Hay Hay lalu menceritakan dengan singkat namun jelas tentang mendiang Yu Siu-cai, sasterawan tua yang menulis laporan yang amat penting tentang keadaan di kota Cang-cow, tentang persekutuan yang dilakukan orang-orang Portugis dengan para pejabat tinggi di kota Cang-cow, juga dengan para bajak laut jepang dan pemberontak Pek-lian-kauw, betapa orang-orang Portugis disana telah membuat benteng yang diperkuat meriam, betapa pejabat yang bersekongkol dengan orang Portugis itu telah menculik dan membunuh banyak pejabat yang setia kepada pemerintah.

"Aih, begitu hebatkah?" Kui Hong sangat kaget mendengar ini.
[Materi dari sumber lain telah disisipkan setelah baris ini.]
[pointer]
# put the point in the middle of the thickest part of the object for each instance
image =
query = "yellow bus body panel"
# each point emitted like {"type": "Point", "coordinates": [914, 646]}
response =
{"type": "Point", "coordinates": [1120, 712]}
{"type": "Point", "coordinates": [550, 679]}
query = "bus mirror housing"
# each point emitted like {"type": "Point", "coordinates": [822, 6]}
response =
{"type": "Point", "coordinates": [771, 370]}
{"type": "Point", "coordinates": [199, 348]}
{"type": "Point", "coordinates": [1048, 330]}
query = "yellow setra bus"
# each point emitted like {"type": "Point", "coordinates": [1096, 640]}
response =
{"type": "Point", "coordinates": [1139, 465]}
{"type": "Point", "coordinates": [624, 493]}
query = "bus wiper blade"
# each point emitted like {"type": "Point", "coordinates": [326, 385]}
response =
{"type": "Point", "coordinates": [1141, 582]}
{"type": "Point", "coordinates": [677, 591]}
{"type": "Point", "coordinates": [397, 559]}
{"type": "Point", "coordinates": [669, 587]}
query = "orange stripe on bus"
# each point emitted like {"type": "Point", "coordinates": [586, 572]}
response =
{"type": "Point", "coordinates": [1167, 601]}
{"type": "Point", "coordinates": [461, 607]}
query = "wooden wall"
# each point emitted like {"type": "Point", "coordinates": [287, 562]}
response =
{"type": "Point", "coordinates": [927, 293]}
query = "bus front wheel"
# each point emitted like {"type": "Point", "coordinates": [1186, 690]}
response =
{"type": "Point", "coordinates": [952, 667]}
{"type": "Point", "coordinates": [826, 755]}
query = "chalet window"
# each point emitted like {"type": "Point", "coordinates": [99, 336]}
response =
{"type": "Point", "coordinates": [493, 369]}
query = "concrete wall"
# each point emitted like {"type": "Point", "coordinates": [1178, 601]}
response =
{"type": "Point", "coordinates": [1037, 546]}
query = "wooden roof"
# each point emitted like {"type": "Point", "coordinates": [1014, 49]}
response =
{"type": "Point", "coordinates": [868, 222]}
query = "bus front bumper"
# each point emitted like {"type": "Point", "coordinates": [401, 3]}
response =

"Bahkan kepala daerah dan wakilnya di Cang-cow sudah tunduk kepada orang-orang Portugis," kata Hay Hay. “Di sepanjang perjalanan, banyak orang kang-ouw yang menghadangku dan mencoba merampas gulungan kertas laporan dari Yu Siucai. Itu saja membuktikan bahwa persekutuan itu telah meluas dan agaknya banyak orang Kang-ouw terlibat."

"Ah, kalau begitu, kita harus cepat menghadap Menteri Yang. Urusan ini teramat penting dan tidak boleh ditunda lebih lama lagi." kata Kui Hong dan mereka lalu bergegas pergi ke istana Menteri Yang Ting Hoo, menteri yang merupakan orang kedua setelah Menteri Cang Ku Ceng yang terkenal sebagai menteri yang setia, jujur, pandai dan mereka berdualah yang berdiri di belakang kaisar, mengatur pemerintahan sehingga Kerajaan Beng pada waktu itu menjadi semakin berkembang.

Menteri Yang Ting Hoo menerima mereka dengan ramah karena pejabat tinggi ini sudah lama mengenal nama mereka sebagai pendekar-pendekar yang berjasa terhadap negara. Hay Hay dan Kui Hong dipersilakan duduk diruang tamu dan ketika menteri yang tinggi kurus berjenggot panjang, bermata sipit dan wajahnya membayangkan keramahan dan kesabaran itu muncul, mereka berdua cepat memberi hormat.

Menteri Yang Ting Hoo berusia kurang lebih lima puluh empat tahun, lebih muda dibandingkan Menteri Cang Ku Ceng dan biarpun matanya sipit, namun sepasang mata itu memiliki sinar kilat yang membayangkan kecerdikannya. Setelah memasuki ruangan tamu dan membalas penghormatan dua orang tamunya, pembesar itu lalu memberi isyarat kepada para penjaga untuk meninggalkan ruangan itu.

Melihat dua orang tamunya kelihatan heran melihat dia menyuruh semua pengawal pergi, pembesar itu tersenyum dan mengelus jenggotnya.

"Kami telah mengenal baik nama besar ji-wi yang gagah perkasa. Kalau ji-wi saat ini berkunjung dan minta bertemu dengan kami, jelas bahwa ji-wi tetu membawa berita yang teramat penting. Oleh karena itu, sebaiknya kalau tidak ada orang lain yang mendengar agar lebih leluasa ji-wi menyampaikannya kepada kami."

Hay Hay dan Kui Hong saling pandang. Betapa cerdik dan bijaksananya pembesar ini dapat dilihat dari sikapnya itu.

“Tepat sekali dugaan paduka, Tai-jin." kata Hay Hay sambil mengeluarkan gulungan kertas bernoda darah itu. "Saya ingin menghaturkan surat laporan yang amat penting ini."

Melihat gulungan kertas itu, Menteri Yang berseru,
"Aih, jadi benarkah berita yang kami dapat bahwa ada surat laporan rahasia yang ditulis oleh seorang siucai tua dari Cang-cow yang diperebutkan oleh orang-orang kang-ouw? Inikah surat itu?"